Speculative fiction by women – and what exactly are the neighbours hiding in their garden anyway?

Even though I didn’t have school today – Pentecost holidays, hurray – I’m awfully tired. First of all, my sleep this morning was cut short by an infernal noise that turned out to be my stupid neighbours from across the street having the empty plot of land next to their house bulldozed yet again. I don’t know why they can’t just let grass grow on the plot of land, but have to bulldoze it again and again. Mafia body drop-off? A stolen nuke from the Cold War? A crashed UFO that has to be buried? A vault full of vampires biding their time to break free and feast on the neighbourhood? Probably not, but it is fun to speculate.

Since I didn’t have school today, I took the opportunity to head into Bremen. I had some business at the bank and I also ate out for the first time since the EHEC crisis hit. And since I was in town already, I also hit the bookstore and bought Indulgence in Death by J.D. Robb, Heart’s Blood by Juliet Marillier and Goddess of Light by P.C. Cast. I’d missed those books when they originally came out in the mid 2000s, but they are currently being reissued in Britain.

All three books I bought today are speculative fiction by female authors, which is pretty standard for my buying and reading patterns, because in recent years I have been reading a lot more books by women than men. However, I’m somewhat of an exception, because the the gender balance in science fiction discussion sparked by people naming their favourite SF books in the Guardian and mentioning overwhelmingly male writers is still going strong. Indeed, if I had participated in the Guardian poll (which I didn’t), there’s a pretty good chance I might have named a male writer as well, even though I read a lot of women. In fact, the main reason I didn’t participate in the poll was because I couldn’t decide on just one favourite book and writer.
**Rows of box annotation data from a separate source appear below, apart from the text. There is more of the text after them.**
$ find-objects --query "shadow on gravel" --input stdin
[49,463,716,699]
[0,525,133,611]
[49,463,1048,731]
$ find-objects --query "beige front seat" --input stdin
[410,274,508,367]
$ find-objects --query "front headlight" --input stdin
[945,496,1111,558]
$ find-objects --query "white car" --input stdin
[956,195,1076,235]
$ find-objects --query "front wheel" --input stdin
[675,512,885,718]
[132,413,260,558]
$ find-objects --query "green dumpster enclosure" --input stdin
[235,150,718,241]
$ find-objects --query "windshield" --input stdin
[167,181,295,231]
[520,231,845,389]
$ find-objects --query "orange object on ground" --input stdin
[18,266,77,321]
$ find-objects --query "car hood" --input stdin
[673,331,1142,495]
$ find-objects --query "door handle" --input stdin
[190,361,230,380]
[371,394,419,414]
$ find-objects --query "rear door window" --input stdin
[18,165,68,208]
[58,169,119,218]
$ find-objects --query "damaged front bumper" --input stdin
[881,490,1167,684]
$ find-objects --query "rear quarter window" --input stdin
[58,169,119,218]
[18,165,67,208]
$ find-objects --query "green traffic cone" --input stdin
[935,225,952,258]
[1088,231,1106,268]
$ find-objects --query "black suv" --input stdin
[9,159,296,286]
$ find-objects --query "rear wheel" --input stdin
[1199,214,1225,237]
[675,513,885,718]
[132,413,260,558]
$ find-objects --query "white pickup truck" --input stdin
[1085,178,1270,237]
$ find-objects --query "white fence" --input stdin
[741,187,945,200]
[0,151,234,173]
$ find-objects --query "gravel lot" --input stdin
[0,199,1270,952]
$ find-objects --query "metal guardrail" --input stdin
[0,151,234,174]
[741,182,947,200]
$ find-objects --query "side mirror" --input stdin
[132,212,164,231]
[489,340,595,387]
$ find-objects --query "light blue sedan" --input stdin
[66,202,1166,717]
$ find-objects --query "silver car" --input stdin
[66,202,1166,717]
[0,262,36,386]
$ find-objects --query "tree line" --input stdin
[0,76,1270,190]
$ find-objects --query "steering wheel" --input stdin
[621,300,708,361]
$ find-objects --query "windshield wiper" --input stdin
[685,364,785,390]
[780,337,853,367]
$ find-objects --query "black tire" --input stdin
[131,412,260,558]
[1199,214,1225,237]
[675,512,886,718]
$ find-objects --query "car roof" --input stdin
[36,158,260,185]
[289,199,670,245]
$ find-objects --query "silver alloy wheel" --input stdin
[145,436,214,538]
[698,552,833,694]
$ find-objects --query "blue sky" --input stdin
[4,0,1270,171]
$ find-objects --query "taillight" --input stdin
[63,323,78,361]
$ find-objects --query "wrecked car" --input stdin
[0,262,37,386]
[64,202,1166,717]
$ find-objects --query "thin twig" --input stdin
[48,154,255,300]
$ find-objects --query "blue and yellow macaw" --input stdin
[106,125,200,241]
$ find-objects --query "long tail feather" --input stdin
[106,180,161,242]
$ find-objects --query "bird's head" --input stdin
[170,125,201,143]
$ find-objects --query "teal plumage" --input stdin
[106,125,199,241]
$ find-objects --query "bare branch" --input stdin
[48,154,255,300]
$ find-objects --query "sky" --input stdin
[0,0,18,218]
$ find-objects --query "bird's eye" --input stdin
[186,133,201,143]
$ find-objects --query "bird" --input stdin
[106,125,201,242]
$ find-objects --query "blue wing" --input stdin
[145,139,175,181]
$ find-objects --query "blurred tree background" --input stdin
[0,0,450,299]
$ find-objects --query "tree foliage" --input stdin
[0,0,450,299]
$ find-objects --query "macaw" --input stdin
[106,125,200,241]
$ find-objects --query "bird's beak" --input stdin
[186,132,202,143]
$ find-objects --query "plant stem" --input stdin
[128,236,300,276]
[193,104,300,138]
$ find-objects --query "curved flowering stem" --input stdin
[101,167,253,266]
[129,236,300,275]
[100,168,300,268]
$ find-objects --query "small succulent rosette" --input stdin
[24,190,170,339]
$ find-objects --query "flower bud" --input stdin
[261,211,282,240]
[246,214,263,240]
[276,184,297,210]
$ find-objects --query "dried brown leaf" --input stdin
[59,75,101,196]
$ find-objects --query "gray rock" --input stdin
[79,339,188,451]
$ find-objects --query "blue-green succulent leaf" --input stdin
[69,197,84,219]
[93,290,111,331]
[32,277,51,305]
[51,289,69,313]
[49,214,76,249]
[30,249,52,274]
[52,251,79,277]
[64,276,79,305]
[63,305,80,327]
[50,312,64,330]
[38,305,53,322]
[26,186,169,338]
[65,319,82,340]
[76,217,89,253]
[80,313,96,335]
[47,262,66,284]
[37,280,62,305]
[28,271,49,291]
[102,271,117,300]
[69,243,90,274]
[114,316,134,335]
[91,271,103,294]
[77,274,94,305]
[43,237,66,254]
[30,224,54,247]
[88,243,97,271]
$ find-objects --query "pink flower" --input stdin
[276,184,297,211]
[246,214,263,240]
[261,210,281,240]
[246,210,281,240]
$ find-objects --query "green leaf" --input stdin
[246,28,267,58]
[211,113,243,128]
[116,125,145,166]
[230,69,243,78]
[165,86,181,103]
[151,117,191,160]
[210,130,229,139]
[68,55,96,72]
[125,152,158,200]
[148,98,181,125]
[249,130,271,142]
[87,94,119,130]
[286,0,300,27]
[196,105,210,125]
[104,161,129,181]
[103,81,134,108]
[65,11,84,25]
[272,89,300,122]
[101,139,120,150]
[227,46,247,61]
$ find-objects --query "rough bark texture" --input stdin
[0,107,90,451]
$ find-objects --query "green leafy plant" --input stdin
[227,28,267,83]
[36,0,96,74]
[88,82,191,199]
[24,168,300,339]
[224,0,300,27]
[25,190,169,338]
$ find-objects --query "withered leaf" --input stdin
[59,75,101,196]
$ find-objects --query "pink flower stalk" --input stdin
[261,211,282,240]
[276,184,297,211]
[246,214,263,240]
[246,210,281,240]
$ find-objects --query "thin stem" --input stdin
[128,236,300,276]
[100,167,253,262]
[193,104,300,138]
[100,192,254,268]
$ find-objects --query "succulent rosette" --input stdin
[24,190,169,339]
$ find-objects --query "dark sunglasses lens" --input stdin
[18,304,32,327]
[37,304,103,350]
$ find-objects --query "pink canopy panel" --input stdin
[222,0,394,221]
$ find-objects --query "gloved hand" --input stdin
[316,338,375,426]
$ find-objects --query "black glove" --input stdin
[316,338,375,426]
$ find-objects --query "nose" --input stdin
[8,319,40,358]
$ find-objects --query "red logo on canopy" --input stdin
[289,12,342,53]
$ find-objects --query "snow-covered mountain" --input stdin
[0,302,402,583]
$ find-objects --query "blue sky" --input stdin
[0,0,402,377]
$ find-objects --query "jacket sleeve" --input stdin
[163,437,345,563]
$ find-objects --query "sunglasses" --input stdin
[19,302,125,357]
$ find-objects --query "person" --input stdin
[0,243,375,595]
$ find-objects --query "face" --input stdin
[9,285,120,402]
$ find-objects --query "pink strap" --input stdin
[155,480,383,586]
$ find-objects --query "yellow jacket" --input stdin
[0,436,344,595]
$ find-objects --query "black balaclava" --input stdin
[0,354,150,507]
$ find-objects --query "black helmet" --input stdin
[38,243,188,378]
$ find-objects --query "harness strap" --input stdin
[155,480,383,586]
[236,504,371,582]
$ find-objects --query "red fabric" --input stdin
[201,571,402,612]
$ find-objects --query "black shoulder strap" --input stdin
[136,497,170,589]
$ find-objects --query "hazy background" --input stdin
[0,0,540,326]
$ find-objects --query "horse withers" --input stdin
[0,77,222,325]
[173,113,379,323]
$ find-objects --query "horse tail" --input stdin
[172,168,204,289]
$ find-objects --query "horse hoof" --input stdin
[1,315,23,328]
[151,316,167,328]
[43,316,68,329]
Cheryl Morgan offers a summary of the discussion so far at the SFWA site. Of course, you also get the usual comments by people who claim not to care about or notice an author’s gender, they “just want a good story”. Only that for some reason, all good stories turn out to be written by men. One poster even suggests that SF by women just isn’t as good and that forgotten female authors needn’t be rediscovered, because if they had been any good, they’d certainly would never have been forgotten in the first place. Because worthy books are never forgotten and that single poster’s tastes are the one and only authority in the universe on what is and is not a great SF novel.